On Tue, Jun 10, 2014 at 11:21:49AM +1000, Dave Chinner wrote:
> On Fri, Jun 06, 2014 at 09:14:43AM -0400, Brian Foster wrote:
> > Changes in the XFS logging code have lead to small leaks in the log
> > grant heads that consume log space slowly over time. Such problems have
> > gone undetected for an unnecessarily long time due to code complexity
> > and potential for very subtle problems. Losing only a few bytes per
> > logged item on a reasonably large enough fs (10s of GB) means only the
> > most continuously stressful workloads will cause a severe enough failure
> > (deadlock due to log reservation exhaustion) quickly enough to indicate
> > something is seriously wrong.
> >
> > Recent changes in XFS export the state of the various log heads through
> > sysfs to aid in userspace/runtime analysis of the log. This test runs a
> > workload against an XFS filesystem, quiesces the fs and verifies that
> > the log reserve and write grant heads have not leaked any space with
> > respect to the current head of the physical log.
> >
> > Signed-off-by: Brian Foster <bfoster@xxxxxxxxxx>
> > ---
> ....
> >
> > +# Determine the system device name for a particular block device. The
> > device
> > +# name is how the block dev is referenced under sysfs.
> > +_get_device_name()
> > +{
> > + devpath=$1
> > +
> > + # check for a symlink (i.e., device mapper)
> > + if [ -L $devpath ]
> > + then
> > + devpath=`readlink -f $devpath`
> > + fi
> > +
> > + # grab the major minor and convert from hex to decimal
> > + major=$((0x`stat -c %t $devpath`))
> > + minor=$((0x`stat -c %T $devpath`))
> > +
> > + # refer to sysfs by major minor
> > + basename `readlink /sys/dev/block/$major:$minor`
> > +}
>
> $ basename `readlink -f /dev/mapper/vg0-home`
> dm-2
> $ basename `readlink /sys/dev/block/253:2`
> dm-2
>
> Why is _short_dev() not sufficient?
>
That should work... I guess I missed it.
> > +# Use the information exported by XFS to sysfs to determine whether the
> > log has
> > +# active reservations after a filesystem freeze.

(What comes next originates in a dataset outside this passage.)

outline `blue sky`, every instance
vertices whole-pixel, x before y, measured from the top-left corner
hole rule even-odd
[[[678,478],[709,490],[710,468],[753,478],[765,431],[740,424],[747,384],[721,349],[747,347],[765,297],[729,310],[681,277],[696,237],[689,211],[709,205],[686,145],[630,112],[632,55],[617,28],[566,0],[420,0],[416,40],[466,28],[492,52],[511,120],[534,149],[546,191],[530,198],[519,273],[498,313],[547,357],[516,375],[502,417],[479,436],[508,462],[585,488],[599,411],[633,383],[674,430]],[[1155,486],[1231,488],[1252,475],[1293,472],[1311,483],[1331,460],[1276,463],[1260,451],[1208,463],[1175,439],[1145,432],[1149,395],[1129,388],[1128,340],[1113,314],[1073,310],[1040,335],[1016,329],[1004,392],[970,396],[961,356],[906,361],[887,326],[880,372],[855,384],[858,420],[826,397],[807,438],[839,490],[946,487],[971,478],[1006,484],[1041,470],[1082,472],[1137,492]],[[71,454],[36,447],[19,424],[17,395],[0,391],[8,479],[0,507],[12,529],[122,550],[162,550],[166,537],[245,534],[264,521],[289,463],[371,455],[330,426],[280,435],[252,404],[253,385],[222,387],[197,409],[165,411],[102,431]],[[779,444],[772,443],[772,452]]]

> > +_check_scratch_log_state()
> > +{
> > + devname=`_get_device_name $SCRATCH_DEV`
> > + attrpath="/sys/fs/xfs/$devname/log"
> > +
> > + # freeze the fs to ensure data is synced and the log is flushed. this
> > + # means no outstanding transactions, and thus no outstanding log
> > + # reservations, should exist
> > + xfs_freeze -f $SCRATCH_MNT
> > +
> > + # the log head is exported in basic blocks and the log grant heads in
> > + # bytes. convert the log head to bytes for precise comparison
> > + log_head_cycle=`cat $attrpath/log_head_lsn | awk -F : '{ print $1 }'`
> > + log_head_bytes=`cat $attrpath/log_head_lsn | awk -F : '{ print $2 }'`
>
> awk can read files directly:
>
> log_head_cycle=`awk -F : '{ print $1 }' $attrpath/log_head_lsn`
>
> > + log_head_bytes=$((log_head_bytes * 512))
> > +
> > + for attr in "reserve_grant_head" "write_grant_head"
> > + do
> > + cycle=`cat $attrpath/$attr | awk -F : '{ print $1 }'`
> > + bytes=`cat $attrpath/$attr | awk -F : '{ print $2 }'`
> > +
> > + if [ $cycle != $log_head_cycle ] ||
> > + [ $bytes != $log_head_bytes ]
> > + then
> > + echo "$attr ($cycle:$bytes) does not match" \
> > + "log_head_lsn
> > ($log_head_cycle:$log_head_bytes)," \
> > + "possible leak detected."
> > + else
> > + echo "$attr matches log_head_lsn"
> > + fi
> > + done
> > +
> > + xfs_freeze -u $SCRATCH_MNT
> > +}
> > +
> > +# real QA test starts here
> > +_supported_fs xfs
> > +_supported_os Linux
> > +
> > +_require_scratch
> > +_require_freeze
> > +
> > +if [ ! -e /sys/fs/xfs ]
> > +then
> > + _notrun "no kernel support for XFS sysfs attributes"
> > +fi
>
> _requires_xfs_sysfs
>
I was mulling this over as I think we'll probably end up in a situation
where a test that depends on sysfs bits will need to check for a
specific attribute file. E.g., some new test comes along using a new
attribute file. Checking for /sys/fs/xfs is not sufficient for that test
once we release a version that so far only exports the log bits.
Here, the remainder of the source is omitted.